Who’s looking at who? Even for a split second, The Demon Nun stares at the man on a speeding multicab while he stares back in return, perhaps a bit unsettled by the stare.




As I searched for these renegade art in the streets of Cebu, my sister who happens to be my companion and driver said to me “Wow, I would never have noticed them If you had not pointed them out to me. And the more you showed them to me, the more I started seeing them with their loud colors and sometimes subversive subjects.”


What better way to express your opinion and how you’re feeling, political or otherwise in an explosion of colors on concrete.

Just what is street art? When is street art graffiti and when is it vandalism on the walls? The key word is unsanctioned art. Like anything illegal and forbidden like sex in paradise, it becomes sweeter despite the punishment of being banished from heaven. What is it about anything illicit and unlawful? The mere curtailment of such actions makes it worth doing for some individuals despite the danger of being caught and punished.


As for me, I chased these street art knowing at any time, they could be erased and painted over the next month, week or the next day. I chased and took photos of these unsanctioned, sometimes subversive disappearing street art because my spirit felt nourished by their colors and shapes. I also liked it because somehow it gave me an idea of the pulse of the people and the city.

Until I saw a restaurant vandalised. It made me think did this restaurant close because of the vandalism and unrest in its neighbourhood or did the restaurant close first and then vandalism set in after?

Did the restaurant close because of the vandalism and unrest in the neighborhood or did the restaurant close first and then vandalism set in after?

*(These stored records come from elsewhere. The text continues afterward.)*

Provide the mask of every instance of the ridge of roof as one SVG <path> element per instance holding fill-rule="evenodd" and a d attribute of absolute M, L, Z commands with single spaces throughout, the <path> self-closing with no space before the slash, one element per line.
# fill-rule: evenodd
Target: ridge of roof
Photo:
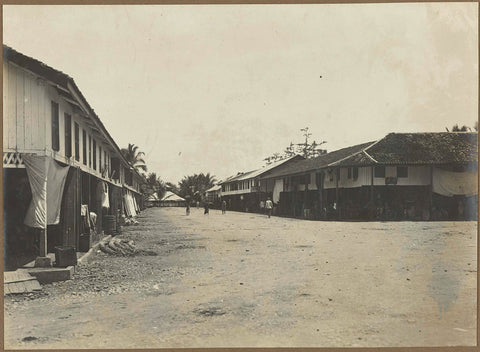
<path fill-rule="evenodd" d="M 81 90 L 78 88 L 77 84 L 75 83 L 75 80 L 70 77 L 68 74 L 57 70 L 44 62 L 37 60 L 31 56 L 25 55 L 12 47 L 3 44 L 3 59 L 8 60 L 13 62 L 14 64 L 22 67 L 23 69 L 26 69 L 28 71 L 31 71 L 35 73 L 36 75 L 39 75 L 41 77 L 44 77 L 46 79 L 51 80 L 53 83 L 57 85 L 61 85 L 62 88 L 69 90 L 68 84 L 70 83 L 72 87 L 75 89 L 76 93 L 80 96 L 80 98 L 83 100 L 83 103 L 87 106 L 87 108 L 90 110 L 90 113 L 95 121 L 100 127 L 100 129 L 106 134 L 107 139 L 110 140 L 110 143 L 113 145 L 114 149 L 116 149 L 117 153 L 119 154 L 120 158 L 123 159 L 123 161 L 129 165 L 130 163 L 127 161 L 127 159 L 124 157 L 123 153 L 121 152 L 120 147 L 117 145 L 115 140 L 112 138 L 108 130 L 105 128 L 105 125 L 103 122 L 100 120 L 98 115 L 95 113 L 95 110 L 90 106 L 88 103 L 87 99 L 85 99 L 85 96 L 81 92 Z M 37 67 L 35 67 L 35 65 Z M 133 168 L 133 167 L 132 167 Z M 142 175 L 135 169 L 133 168 L 134 172 L 137 174 L 137 176 L 142 177 Z"/>

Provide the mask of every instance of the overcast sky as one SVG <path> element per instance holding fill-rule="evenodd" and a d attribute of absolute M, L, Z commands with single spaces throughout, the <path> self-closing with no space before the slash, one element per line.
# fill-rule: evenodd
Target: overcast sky
<path fill-rule="evenodd" d="M 4 43 L 71 76 L 165 181 L 473 126 L 478 5 L 4 6 Z"/>

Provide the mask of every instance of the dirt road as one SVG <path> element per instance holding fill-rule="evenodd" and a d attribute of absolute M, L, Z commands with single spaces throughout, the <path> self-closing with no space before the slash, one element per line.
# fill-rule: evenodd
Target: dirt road
<path fill-rule="evenodd" d="M 147 209 L 40 297 L 5 299 L 6 348 L 476 343 L 476 223 L 338 223 Z M 154 254 L 154 253 L 150 253 Z"/>

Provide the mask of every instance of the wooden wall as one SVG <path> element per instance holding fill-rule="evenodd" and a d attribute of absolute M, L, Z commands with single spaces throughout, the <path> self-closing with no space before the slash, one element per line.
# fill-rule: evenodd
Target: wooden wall
<path fill-rule="evenodd" d="M 4 151 L 45 150 L 45 117 L 50 111 L 45 88 L 33 74 L 3 62 Z"/>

Was it still street art or was it already vandalism? Suddenly I stopped in my tracks and thought about it. When does street art stop being art and start being vandalism? Or are they one and the same? Personally, discernment in answering this question comes fast when you own a property whether that be a house, a building or just a gate. When you wake up in the morning and find that someone had painted unsanctioned art on your gate or gate wall with utter disrespect of your property, I would say it is vandalism. When I see these street art in public walls in the streets, remote streets, dull corrugated gates, walls and abandoned buildings, somehow it lifts my spirits.


But that’s just me. What about you? What do you think? Is it street art or is it vandalism? Or are they one and the same? Write a line or two in the comments section. I would love to hear what you think.


4 thoughts on “Chasing the Street Art in Cebu

  1. If i own a “wall” i’d have them express their art for free, Daghan na sila sa Cebu Jit, you just have to go around and somehow spot them.Nice article,keep it coming.Cheers!


    1. So far I haven’t had the good chance to catch them “at work” on some wall but if I did, I would say hello. Thank you for dropping by flyingoffcourse Nol. 🙂


  2. I will let you know when they’re in action! I know some of them and it’s pretty cool to see them live.

    Visits CROSSROADS, Banilad. There’s Cevolution and basically a gallery on the building walls, featuring some of the top artists of Cebu.

    I’m excited for Cebu to one day show off its artistic talents on the street and yes, to have vandalism off the table. Vandals give the talented graffiti artists a bad name, unfortunately. They get tied up even though they’re not the same people.